Aboo Dia illustrated the commonly held view that a woman who is unmarried and presumably still a virgin needs to preserve her virginity and respect so the family honour will not be shamed.

“If she was sexually assaulted or raped, it doesn’t matter. She will have to marry the rapist because they already had sexual intercourse, and he should marry her in order for her not to shame the family honour.

“And in the worst case scenario, she may be murdered by one of her brothers or cousins,” Aboo Dia continued.

Just two months ago, 24-year-old Jaffa man Farhdi Malouk, was charged with fatally stabbing both of his 19 and 21-year-old sisters as they slept in their beds.

It was reported that he was offended by them going out with men.

What is the answer to the silence that enables violence against women, and stops them reporting abuse?

“Trying to ask the question in a more culturally sensitive way,” said Aboo Dia, who also is a strong advocate for working alongside senior members within the respective communities “without them feeling that you come as an outsider and as an external force”.

It is work that Project Rozana is currently engaged in at the Hadassah sexual assault treatment centre.

And then there are other measures aiming to bridge the gap between Palestinians and Israelis like the Patient Navigators program – Arabic speaking teams who provide support and engagement between patients and hospital staff.

As attending physician in the delivery room, Aboo Dia spoke on the importance of ensuring that a Palestinian woman feels understood while receiving treatment.

“I will speak to her in her own language … and I stress the fact that I’m there for her if she needs and if she has difficulty communicating her needs with the staff, she can call me.”

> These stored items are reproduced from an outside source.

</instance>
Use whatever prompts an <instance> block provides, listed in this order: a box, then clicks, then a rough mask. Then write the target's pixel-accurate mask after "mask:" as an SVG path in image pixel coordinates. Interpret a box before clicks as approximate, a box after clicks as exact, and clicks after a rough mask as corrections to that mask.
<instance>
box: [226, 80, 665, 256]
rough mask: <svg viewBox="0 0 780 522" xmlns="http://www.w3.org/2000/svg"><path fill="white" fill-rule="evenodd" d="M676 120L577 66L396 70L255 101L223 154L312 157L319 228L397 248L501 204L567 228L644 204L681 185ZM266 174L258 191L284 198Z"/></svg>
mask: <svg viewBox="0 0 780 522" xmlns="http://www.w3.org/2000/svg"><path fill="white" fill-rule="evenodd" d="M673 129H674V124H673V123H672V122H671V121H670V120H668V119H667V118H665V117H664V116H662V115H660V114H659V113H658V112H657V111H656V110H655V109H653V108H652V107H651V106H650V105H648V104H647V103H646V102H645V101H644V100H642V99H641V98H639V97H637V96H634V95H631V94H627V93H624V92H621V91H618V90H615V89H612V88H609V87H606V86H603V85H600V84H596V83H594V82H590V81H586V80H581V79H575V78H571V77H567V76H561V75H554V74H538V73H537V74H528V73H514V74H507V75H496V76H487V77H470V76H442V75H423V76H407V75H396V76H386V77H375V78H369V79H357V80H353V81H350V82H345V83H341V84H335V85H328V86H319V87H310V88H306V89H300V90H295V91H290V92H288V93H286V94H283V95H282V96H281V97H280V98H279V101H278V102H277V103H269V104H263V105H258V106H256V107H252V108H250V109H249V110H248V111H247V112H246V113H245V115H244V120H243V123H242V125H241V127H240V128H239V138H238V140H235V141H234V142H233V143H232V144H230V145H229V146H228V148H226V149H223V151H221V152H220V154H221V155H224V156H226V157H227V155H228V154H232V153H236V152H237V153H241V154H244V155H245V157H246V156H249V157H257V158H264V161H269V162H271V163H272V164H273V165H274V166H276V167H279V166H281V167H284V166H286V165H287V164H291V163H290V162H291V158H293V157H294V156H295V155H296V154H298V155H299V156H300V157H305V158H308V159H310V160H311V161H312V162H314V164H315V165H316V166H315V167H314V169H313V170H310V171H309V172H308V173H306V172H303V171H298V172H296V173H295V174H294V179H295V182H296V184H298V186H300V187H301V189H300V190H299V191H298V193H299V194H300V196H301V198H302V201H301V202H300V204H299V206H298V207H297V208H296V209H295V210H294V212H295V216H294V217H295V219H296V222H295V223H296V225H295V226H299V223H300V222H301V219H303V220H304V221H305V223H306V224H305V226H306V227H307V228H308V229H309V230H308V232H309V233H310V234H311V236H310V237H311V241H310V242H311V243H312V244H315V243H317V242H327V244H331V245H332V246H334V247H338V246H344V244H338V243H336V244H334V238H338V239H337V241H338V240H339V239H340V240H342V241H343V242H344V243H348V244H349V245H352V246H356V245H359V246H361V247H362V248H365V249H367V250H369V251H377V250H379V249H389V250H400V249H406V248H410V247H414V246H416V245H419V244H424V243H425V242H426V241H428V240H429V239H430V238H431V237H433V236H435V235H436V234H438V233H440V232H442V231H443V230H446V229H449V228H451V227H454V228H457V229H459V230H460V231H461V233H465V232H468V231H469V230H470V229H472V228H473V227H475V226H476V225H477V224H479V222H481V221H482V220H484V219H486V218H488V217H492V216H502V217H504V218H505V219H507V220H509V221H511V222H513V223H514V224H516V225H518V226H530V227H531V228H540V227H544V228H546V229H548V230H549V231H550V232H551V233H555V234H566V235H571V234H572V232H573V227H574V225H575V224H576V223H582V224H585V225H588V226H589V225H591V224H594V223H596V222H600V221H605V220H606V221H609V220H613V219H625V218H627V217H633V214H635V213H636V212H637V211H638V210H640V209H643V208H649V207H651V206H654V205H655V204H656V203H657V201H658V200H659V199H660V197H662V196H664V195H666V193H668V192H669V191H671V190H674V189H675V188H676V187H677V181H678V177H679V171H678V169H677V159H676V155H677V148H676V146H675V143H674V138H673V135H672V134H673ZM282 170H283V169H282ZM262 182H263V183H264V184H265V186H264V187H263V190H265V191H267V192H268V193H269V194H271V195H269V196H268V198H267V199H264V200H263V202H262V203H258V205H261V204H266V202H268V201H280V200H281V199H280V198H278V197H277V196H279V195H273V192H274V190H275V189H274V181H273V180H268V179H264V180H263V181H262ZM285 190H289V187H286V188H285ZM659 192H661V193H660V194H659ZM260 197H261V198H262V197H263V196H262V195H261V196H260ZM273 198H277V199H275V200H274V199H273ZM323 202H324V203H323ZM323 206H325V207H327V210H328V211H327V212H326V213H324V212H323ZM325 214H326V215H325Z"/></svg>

The disconnect of language is symptomatic of a larger disconnect between both peoples, contended Aboo Dia. She recounted some Israeli-Jewish patients who requested not to be seen by an Arab doctor, or not to share a room with an Arab patient.

“There is a lack of getting to know the other side. And when you don’t know the other side, you can think a lot of things about the other side that are not true. But until you come and see it yourself, you feed on the things that you hear in the news.”

While fear may be a driving factor, medicine is the bridge to peace, she explained when reflecting on the success of the mobile clinics in the West Bank. She is joined by both Israeli-Jewish and Israeli-Arab doctors who provide treatment to Palestinians.

“Right now, health care is the only positive interaction that you see. People who give you medical treatment, they don’t see you as an enemy. They don’t think of you as someone who can hurt them and they came to help you … This is the way. Because in medicine you don’t choose your patient, and the patient does not choose their doctor.”